Zur Schule statt in den Steinbruch

Würde die Kinderarbeit weltweit abgeschafft, überstiegen die wirtschaftlichen Vorteile die Kosten bei weitem, ergibt eine neue Studie der Internationalen Arbeitsorganisation

BERLIN taz ■ Die weltweite Abschaffung der Kinderarbeit würde enorme wirtschaftliche Vorteile mit sich bringen. Das schreibt die Internationale Arbeitsorganisation (ILO, Genf) in einer gestern veröffentlichten Studie. Berechnet für den Zeitraum bis 2020 würden die Kosten rund 760 Milliarden US-Dollar betragen, der Wohlstandszuwachs hingegen über 4.000 Milliarden Dollar.

Diese Zahlen beruhten teilweise auf Schätzungen, räumt die ILO ein. Die Schlussfolgerung, dass die Einnahmen die Ausgaben bei weitem überstiegen, sei jedoch belastbar. 246 Millionen Kinder müssen nach ILO-Angaben derzeit arbeiten, um das Einkommen ihrer Familien zu sichern. 179 Millionen Kinder leisten dabei Arbeiten, die ihre Gesundheit oder Psyche schädigen.

Als besten und einfachsten Weg, die international geächtete Kinderarbeit abzuschaffen, bezeichnet die ILO Bildung. Wenn Kinder auf die Schule geschickt würden statt in Steinbrüche, Fabriken oder Bordelle, steigere das ihre späteren Verdienstchancen. Nach Berechnungen der Arbeitsorganisation bedeutet jedes Jahr, das unter 14-jährige auf einer Grundschule verbringen, einen späteren Einkommenszuwachs von 11 Prozent.

Und nicht nur die individuellen Möglichkeiten nähmen zu, sondern auch der Wohlstand der entsprechenden Volkswirtschaft, argumentiert die ILO. Höhere Qualifikationen und mehr Wissen seien die Voraussetzungen dafür, dass heute schlecht entwickelte Staaten in Zukunft einen größeren Anteil am Welthandel übernehmen könnten.

Ein Haken an der Sache: In den ersten Jahren entsprechender Programme wären die Kosten höher als die Einnahmen. Familien, die ihre Kinder nicht mehr zur Arbeit schickten, müssten einen Ausgleich für das ausbleibende Einkommen erhalten. Die Verbesserung der Schulbildung könne deshalb nur gelingen, schreibt die ILO, wenn arme Haushalte von jeweiligen Staat finanziell unterstützt würden, solange die Kinder die Schule besuchen. Als Beispiel nennt die ILO entsprechende Programme in Brasilien.
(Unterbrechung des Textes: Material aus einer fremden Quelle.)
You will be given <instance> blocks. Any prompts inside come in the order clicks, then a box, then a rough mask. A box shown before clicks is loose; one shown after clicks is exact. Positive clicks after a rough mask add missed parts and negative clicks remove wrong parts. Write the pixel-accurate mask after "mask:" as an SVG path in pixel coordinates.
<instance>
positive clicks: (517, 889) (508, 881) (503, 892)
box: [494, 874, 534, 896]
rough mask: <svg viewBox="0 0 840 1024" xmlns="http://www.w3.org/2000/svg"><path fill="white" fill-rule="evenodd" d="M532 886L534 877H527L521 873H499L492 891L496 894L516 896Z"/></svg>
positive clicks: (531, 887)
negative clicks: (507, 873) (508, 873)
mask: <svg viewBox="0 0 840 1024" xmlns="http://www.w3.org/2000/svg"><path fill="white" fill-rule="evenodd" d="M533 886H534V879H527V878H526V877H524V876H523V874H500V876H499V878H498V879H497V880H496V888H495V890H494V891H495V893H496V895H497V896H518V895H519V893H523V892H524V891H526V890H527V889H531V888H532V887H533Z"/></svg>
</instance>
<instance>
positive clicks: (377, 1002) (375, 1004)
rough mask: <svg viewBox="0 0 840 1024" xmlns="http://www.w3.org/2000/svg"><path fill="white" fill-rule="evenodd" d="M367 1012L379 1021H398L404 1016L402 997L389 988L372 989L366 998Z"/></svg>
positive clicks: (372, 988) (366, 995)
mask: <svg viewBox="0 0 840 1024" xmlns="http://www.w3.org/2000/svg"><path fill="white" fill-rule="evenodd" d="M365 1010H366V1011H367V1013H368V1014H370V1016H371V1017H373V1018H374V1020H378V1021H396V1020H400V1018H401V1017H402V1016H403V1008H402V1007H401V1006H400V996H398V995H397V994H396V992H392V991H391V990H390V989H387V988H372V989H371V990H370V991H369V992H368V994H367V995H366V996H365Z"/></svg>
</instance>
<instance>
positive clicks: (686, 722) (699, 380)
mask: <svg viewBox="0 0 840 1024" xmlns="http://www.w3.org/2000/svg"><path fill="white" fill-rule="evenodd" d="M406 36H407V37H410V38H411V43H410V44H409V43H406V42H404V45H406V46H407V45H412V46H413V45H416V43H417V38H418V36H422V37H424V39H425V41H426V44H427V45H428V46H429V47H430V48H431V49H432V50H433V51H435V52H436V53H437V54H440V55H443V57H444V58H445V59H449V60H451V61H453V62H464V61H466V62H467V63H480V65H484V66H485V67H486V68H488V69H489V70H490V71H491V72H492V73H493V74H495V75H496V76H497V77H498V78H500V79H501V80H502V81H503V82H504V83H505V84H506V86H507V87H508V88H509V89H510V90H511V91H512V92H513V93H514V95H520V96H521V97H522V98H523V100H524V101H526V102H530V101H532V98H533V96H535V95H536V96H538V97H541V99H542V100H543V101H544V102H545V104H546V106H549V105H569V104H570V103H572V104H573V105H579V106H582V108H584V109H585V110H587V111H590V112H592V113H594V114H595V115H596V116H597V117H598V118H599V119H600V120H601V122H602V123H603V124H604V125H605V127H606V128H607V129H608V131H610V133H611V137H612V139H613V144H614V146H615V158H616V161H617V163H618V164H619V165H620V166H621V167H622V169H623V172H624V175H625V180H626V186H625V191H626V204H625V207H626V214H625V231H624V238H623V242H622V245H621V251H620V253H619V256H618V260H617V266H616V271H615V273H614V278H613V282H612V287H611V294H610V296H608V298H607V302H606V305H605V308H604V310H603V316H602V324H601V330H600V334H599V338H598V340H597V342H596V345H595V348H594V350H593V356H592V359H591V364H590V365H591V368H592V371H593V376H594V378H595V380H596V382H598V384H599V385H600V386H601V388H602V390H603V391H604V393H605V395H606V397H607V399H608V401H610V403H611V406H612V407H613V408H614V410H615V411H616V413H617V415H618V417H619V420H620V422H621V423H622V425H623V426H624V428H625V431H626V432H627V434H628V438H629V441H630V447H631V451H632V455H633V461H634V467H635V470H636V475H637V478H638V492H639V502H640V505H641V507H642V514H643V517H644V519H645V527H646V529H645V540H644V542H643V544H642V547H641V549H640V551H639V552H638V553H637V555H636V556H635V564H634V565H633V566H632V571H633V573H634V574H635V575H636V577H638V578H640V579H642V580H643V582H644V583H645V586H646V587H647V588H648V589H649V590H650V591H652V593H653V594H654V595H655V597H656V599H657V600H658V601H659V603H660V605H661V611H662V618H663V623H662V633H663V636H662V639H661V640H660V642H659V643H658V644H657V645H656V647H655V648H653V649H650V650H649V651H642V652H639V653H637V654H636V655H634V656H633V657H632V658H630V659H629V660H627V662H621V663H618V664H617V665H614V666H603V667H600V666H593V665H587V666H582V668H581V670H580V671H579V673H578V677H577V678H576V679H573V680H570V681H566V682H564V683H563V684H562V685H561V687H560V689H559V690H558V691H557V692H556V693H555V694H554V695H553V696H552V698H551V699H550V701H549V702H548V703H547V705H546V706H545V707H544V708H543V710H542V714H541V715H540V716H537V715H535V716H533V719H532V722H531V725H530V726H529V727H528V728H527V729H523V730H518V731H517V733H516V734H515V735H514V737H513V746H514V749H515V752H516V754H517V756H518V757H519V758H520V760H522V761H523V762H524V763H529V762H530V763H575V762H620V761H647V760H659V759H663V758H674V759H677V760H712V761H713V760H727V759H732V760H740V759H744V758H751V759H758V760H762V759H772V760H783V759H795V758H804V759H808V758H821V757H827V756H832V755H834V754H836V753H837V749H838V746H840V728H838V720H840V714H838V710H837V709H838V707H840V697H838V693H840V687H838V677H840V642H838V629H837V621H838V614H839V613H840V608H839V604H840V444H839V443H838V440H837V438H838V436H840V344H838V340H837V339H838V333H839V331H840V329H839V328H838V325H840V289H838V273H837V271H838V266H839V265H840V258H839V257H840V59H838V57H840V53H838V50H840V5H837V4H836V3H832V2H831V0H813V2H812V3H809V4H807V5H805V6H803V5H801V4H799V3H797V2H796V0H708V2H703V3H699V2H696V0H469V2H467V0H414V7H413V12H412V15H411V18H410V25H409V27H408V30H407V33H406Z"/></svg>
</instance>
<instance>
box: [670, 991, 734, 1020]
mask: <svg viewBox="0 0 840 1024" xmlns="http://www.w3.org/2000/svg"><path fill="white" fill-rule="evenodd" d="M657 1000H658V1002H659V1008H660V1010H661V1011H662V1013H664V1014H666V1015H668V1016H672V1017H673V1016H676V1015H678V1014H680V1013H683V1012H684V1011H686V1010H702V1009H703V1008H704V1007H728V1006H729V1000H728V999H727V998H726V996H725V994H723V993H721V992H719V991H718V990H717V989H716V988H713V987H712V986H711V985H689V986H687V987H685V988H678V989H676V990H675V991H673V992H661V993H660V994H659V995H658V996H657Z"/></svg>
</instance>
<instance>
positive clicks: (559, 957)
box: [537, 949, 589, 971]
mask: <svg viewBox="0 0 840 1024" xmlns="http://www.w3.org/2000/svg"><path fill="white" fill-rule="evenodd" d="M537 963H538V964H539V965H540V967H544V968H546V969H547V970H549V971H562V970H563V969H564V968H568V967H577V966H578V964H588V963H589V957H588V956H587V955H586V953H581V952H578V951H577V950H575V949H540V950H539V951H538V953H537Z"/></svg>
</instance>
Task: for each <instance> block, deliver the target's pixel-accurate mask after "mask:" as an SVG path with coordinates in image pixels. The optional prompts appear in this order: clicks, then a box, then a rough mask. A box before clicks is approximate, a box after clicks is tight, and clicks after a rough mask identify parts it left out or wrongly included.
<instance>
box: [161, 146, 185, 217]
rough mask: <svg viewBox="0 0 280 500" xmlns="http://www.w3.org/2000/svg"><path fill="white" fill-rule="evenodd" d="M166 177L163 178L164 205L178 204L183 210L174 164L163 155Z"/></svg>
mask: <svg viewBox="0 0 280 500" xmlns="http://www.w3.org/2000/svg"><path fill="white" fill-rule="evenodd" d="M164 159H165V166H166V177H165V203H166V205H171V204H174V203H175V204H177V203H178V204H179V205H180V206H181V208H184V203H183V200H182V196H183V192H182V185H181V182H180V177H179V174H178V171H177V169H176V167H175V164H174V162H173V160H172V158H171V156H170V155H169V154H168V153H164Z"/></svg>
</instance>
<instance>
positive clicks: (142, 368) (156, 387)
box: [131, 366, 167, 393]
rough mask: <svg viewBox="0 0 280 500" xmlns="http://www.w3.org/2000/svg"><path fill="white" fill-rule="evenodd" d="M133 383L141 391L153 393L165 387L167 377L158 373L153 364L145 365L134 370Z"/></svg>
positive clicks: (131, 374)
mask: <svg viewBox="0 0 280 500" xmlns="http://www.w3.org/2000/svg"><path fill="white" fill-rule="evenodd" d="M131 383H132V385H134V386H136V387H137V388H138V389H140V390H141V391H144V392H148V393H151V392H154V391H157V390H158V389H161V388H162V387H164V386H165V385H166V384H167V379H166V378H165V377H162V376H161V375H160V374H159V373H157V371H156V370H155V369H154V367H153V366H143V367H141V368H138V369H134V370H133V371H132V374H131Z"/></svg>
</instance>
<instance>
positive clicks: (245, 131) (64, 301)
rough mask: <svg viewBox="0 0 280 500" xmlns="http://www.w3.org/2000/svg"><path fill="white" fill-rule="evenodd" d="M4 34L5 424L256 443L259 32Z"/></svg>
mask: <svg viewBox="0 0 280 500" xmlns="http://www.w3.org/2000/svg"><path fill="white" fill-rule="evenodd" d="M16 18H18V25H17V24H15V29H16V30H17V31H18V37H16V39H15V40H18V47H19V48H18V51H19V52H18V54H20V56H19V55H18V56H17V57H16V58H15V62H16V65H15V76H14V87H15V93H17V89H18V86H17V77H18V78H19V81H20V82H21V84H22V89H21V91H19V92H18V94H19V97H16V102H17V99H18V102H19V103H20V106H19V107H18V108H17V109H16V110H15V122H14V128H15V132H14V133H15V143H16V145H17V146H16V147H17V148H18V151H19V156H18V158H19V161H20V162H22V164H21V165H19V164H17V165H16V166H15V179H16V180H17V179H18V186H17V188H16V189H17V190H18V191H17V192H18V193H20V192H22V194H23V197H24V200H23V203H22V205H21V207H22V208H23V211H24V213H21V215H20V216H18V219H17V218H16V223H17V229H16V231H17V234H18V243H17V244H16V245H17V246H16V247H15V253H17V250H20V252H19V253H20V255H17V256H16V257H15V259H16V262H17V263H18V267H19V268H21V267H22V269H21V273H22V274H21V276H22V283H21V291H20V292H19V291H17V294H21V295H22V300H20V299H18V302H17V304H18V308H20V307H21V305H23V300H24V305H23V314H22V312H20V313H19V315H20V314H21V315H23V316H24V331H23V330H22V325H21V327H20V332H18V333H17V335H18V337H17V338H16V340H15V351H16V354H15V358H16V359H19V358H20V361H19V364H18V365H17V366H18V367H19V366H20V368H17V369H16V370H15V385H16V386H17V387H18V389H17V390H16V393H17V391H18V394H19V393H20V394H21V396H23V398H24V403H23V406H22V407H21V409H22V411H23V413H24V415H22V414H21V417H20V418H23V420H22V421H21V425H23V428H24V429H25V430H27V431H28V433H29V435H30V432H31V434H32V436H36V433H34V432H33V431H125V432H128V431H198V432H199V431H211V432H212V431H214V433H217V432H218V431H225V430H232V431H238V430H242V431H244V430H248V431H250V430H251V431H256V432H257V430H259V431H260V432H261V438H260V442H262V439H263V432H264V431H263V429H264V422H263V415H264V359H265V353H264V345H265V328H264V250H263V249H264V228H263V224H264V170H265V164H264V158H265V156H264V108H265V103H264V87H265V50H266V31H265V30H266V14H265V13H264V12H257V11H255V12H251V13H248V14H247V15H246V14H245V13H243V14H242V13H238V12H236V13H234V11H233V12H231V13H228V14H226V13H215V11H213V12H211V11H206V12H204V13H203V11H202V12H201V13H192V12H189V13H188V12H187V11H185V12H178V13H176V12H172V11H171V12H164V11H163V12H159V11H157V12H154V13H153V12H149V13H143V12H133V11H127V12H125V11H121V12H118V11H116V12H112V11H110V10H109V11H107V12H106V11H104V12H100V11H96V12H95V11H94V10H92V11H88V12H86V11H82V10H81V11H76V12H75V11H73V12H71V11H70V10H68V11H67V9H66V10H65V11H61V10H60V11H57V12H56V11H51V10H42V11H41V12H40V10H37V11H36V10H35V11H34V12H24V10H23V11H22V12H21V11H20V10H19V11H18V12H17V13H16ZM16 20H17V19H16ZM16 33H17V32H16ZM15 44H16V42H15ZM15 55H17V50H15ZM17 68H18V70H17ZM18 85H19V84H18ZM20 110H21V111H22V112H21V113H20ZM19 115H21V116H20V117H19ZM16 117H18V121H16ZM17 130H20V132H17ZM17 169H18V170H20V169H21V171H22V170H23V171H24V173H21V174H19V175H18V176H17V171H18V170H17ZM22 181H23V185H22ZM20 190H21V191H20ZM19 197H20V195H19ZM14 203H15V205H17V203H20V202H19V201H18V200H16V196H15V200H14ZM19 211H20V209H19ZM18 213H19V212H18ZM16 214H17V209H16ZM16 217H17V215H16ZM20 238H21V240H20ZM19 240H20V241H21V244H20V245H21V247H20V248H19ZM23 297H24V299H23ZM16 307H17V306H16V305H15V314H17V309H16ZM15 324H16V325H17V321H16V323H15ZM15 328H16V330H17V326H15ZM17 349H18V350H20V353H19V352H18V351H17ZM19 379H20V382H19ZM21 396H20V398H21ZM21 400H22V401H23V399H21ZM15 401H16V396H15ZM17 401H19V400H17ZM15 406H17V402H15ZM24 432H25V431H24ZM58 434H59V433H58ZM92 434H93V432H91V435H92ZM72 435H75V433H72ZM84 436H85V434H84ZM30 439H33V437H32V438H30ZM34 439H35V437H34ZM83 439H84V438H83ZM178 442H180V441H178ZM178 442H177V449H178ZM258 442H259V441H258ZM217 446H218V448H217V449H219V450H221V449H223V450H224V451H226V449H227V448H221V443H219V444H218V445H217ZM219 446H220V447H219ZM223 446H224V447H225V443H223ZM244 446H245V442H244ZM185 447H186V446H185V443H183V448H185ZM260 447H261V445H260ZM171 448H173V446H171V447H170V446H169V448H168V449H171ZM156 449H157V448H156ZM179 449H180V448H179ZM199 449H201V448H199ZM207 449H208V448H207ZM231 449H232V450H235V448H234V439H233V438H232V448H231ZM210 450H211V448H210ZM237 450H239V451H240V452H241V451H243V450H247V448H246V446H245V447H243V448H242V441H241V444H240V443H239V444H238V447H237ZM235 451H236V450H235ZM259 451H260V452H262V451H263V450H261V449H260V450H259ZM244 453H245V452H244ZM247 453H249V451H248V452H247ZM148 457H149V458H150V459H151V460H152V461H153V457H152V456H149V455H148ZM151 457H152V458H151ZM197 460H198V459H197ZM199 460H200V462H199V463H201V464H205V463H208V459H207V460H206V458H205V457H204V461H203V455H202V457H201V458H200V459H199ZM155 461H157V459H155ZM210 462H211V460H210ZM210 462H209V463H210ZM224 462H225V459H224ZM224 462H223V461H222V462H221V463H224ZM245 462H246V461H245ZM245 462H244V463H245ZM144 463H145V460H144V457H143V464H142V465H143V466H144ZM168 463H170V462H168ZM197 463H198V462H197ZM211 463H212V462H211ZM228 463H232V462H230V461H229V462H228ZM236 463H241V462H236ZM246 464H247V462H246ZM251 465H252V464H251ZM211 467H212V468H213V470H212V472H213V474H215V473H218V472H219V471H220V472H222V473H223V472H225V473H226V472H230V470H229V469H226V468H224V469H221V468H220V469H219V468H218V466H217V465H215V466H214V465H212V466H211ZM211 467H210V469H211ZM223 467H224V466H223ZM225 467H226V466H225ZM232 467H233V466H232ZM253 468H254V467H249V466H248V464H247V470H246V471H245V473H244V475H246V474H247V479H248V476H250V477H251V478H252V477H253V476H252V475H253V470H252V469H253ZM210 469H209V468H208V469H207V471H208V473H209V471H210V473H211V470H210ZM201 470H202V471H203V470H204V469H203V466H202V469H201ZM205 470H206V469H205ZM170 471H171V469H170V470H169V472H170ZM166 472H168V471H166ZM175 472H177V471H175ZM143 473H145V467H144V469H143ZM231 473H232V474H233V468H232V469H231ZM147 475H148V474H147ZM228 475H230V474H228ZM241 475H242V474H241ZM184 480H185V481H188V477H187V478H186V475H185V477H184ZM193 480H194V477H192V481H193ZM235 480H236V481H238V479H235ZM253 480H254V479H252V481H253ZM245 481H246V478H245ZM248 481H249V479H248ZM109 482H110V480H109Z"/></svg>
Klaus Heidel, Experte für Kinderarbeit bei der Werkstatt Ökonomie in Heidelberg, hält den Nutzen der Studie für fraglich. Kinderarbeit werde nicht nur durch Armut, sondern zum Beispiel auch durch das Kastensystem in Indien getragen, so Heidel. Der Ansatz, die Bildung zu fördern, sei deshalb oft zum Scheitern verurteilt. Anstatt Kinderarbeit abschaffen zu wollen, könne es sinnvoller sein, die soziale und rechtliche Situation der Kinder zu stärken.